CA Paris, 1re ch. A, 4 mars 1991, n° 90-25384

PARIS

Arrêt

Confirmation

PARTIES

Demandeur :

Pestel, Smash Sports (SA)

Défendeur :

Athlete's Foot (SNC)

COMPOSITION DE LA JURIDICTION

Président :

Mme Hannoun

Conseillers :

MM. Canivet, Guérin

Avoués :

SCP Fisselier-Chiloux-Boulay, SCP Garabos-Alizard

Avocats :

Mes Thomas, Voinay

T. com. Paris, 9e ch., du 4 oct. 1990

4 octobre 1990

La société Smash Sports et son président directeur général, Madame Pestel, sont appelants du jugement rendu le 4 octobre 1990 par le Tribunal de Commerce de Paris qui :

- les a déboutés de leur action tendant à l'annulation du contrat de franchise conclu par Madame Pestel, le 18 décembre 1986 avec la société Athlete's Foot ;

- et les a condamnés in solidum à payer à la société Marshall, substituée dans les droits de cette société depuis le 25 juillet 1987, la somme de 138 042 F à titre de redevances, avec intérêts au taux légal à compter de la mise en demeure délivrée le 23 février 1989 pour 85 715,78 F et du 10 mai 1990, date de la demande reconventionnelle pour le surplus ;

- a confirmé en tant que de besoin la résiliation du contrat de franchise aux torts exclusifs des franchisées, constatée par ordonnance de référé du 19 mai 1989 ;

- a décalré licite la clause de non-concurrence insérée au contrat, telle que réduite par le franchiseur dans le temps et dans l'espace, et constaté sa violation par les ex-franchisées ;

- les a condamnées à ce titre à payer à la société Marshall la somme de 150 000 F de dommages et intérêts ;

- leur a réitéré l'interdiction de faire usage des matériels et signes caractéristiques de la franchise sous astreinte de 3 000 F par jour de retard quinze jours après la signification du jugement ;

- et les a condamnées au paiement d'une somme de 7 000 F au titre de l'article 700 du nouveau Code de procédure civile.

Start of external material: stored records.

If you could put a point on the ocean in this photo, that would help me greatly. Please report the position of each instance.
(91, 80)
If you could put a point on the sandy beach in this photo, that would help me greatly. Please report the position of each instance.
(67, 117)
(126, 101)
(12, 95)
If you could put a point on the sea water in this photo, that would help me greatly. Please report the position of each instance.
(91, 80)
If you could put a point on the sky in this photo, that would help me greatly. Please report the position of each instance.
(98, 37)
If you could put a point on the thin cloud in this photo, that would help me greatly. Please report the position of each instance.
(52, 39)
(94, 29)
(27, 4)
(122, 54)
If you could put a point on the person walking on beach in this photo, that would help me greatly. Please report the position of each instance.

Les appelantes concluent à la réformation de ce jugement en demandant de :

- dire :

* que le contrat signé le 18 décembre 1986 est un contrat de licence de marque,

* et que les redevances versées à ce titre couvrent la totalité de la période contractuelle ;

- subsidiairement, dire que l'interruption des paiements est justifiée par l'inexécution de ses obligations par le franchiseur ;

- prononcer la résiliation du contrat à ses torts exclusifs ;

- condamner les intimées à leur payer la somme de 300 000 F à titre de dommages et intérêts ;

- déclarer abusive et illicite et en conséquence non écrite la clause de non-concurrence insérée au contrat ;

- dire que le franchiseur devra verser un prix de rachat pour pouvoir récupérer l'ensemble des éléments visuels caractéristiques de la marque Athlete's Foot ;

- condamner les intimées au paiement de la somme de 30 000 F au titre de l'article 700 du nouveau Code de procédure civile.

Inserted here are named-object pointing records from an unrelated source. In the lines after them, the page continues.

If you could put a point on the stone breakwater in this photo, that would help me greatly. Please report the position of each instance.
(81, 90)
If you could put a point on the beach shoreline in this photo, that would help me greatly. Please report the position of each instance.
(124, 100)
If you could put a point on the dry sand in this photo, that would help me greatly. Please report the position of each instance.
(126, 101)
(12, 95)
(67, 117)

Les sociétés Marshall et Athlete's Foot demandent pour leur part de confirmer le jugement entrepris en sollicitant en outre la somme de 50 000 F à titre de dommages et intérêts pour résistance abusive et celle de 20 000 F en application de l'article 700 du nouveau Code de procédure civile.

Par ailleurs elles demandent de dire que l'astreinte de 3 000 F relative à la restitution des signes caractéristiques de la franchise commencera à courir à compter du prononcé de l'arrêt et devra s'appliquer à chaque signe non restitué.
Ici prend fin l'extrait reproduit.